Before starting a new position, these are our top four tips for secretaries to help make a good impression and be successful on the job.


Be polite and friendly to everyone you meet

While this might seem like stating the obvious, you definitely want to be sure that you’re polite and friendly to everyone you meet that first day, from the person working in the parking garage, to the receptionist, to anyone you meet in the hallways. You don’t yet know who everyone is, or any of the office politics, and you want to make sure that you don’t make a bad impression. You also want to make sure that you don’t step on anyone’s toes that you might need to help you later on, especially if you need to ask a favor for your boss, department, or office. Besides, being polite and friendly is also just the decent thing to do.

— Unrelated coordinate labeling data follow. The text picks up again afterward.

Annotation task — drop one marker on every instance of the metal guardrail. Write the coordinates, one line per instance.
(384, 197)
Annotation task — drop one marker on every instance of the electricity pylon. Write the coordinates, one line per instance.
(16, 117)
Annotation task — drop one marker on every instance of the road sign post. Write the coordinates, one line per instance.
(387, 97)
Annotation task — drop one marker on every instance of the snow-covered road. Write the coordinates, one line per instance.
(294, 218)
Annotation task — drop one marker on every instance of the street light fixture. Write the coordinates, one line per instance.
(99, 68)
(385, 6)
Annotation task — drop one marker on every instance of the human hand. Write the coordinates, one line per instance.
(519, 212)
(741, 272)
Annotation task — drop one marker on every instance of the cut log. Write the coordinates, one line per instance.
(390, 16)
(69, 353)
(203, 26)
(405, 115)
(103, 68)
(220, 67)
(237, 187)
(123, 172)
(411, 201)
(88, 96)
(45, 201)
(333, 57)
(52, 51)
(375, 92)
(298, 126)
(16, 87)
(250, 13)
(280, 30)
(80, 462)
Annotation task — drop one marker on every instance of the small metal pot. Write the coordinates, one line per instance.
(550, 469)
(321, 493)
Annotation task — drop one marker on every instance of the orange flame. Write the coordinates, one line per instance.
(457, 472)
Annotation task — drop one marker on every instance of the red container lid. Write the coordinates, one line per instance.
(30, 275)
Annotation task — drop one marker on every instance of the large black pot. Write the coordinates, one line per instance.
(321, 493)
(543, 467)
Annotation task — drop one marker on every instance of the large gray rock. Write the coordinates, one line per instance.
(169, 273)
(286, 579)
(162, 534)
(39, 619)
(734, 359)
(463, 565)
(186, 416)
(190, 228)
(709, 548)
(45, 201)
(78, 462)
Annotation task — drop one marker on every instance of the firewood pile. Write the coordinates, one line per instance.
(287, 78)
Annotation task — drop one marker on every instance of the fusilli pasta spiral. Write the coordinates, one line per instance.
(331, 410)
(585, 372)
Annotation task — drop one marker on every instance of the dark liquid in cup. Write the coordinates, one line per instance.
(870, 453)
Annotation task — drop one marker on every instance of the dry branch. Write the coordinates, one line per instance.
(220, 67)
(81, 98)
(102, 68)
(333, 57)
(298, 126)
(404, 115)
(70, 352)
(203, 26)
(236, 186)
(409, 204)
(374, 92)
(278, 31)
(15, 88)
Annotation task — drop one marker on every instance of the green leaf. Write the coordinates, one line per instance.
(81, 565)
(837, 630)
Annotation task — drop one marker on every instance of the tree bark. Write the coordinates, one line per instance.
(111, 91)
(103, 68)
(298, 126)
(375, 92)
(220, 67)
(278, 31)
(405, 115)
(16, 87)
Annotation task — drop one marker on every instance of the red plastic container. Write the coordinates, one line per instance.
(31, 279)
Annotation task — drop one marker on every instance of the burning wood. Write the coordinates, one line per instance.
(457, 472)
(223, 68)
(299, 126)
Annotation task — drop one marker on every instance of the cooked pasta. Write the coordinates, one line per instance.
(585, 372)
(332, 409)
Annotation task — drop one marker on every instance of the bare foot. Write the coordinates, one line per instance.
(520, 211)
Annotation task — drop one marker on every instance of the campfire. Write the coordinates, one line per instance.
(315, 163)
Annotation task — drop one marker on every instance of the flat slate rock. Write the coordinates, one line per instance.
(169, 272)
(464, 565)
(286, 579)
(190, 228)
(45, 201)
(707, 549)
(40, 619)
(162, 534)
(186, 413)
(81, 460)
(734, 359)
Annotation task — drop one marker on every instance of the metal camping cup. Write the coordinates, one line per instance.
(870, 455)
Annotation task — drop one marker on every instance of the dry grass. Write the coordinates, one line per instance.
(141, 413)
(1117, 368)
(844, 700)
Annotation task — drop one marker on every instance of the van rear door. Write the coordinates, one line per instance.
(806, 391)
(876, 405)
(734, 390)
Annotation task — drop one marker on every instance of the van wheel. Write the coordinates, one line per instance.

Take notes – and not just mental ones

This isn’t a memory contest, and although you might think that your boss or the executives might be more impressed if you show them how good you are at remembering what they say, they’ll be more impressed if you get it right. Don’t be afraid to take notes during meetings, for requests, or even for simple logistics like where the office supplies are, and where to go for lunch. You’ll have a lot of information thrown at you in the first days of your new job, and it’s entirely possible (and understandable) that you’ll forget something. So jot it down so you won’t forget!

Be observant

Even if you have some downtime, waiting for your boss to finish a meeting, or in a group
orientation or gathering, be observant. See who speaks to whom, what the cliques seem to be, and if there are any obvious hierarchies in the office that might not be officially acknowledged. All offices have internal politics going on, and you want to at least grasp the basics of these so that you don’t accidently become a target or victim of grudges, gossip, or outright favoritism.

Don’t be afraid to ask for preferences

Especially if you’re working for an individual who might be far up the food chain, you want to make sure you know what his or her preferences are. If the departing secretary doesn’t have a record of these (such as favorite lunch, drink preference, or way she or he likes phone logs to be kept), then don’t be afraid to ask. It’s quicker than trying to guess, and as long as you ask once, and don’t forget – you won’t look forgetful or inexperienced. Again, write down anything you think you might need to remember later, even if it’s something as simple as shirt size, allergies, or address.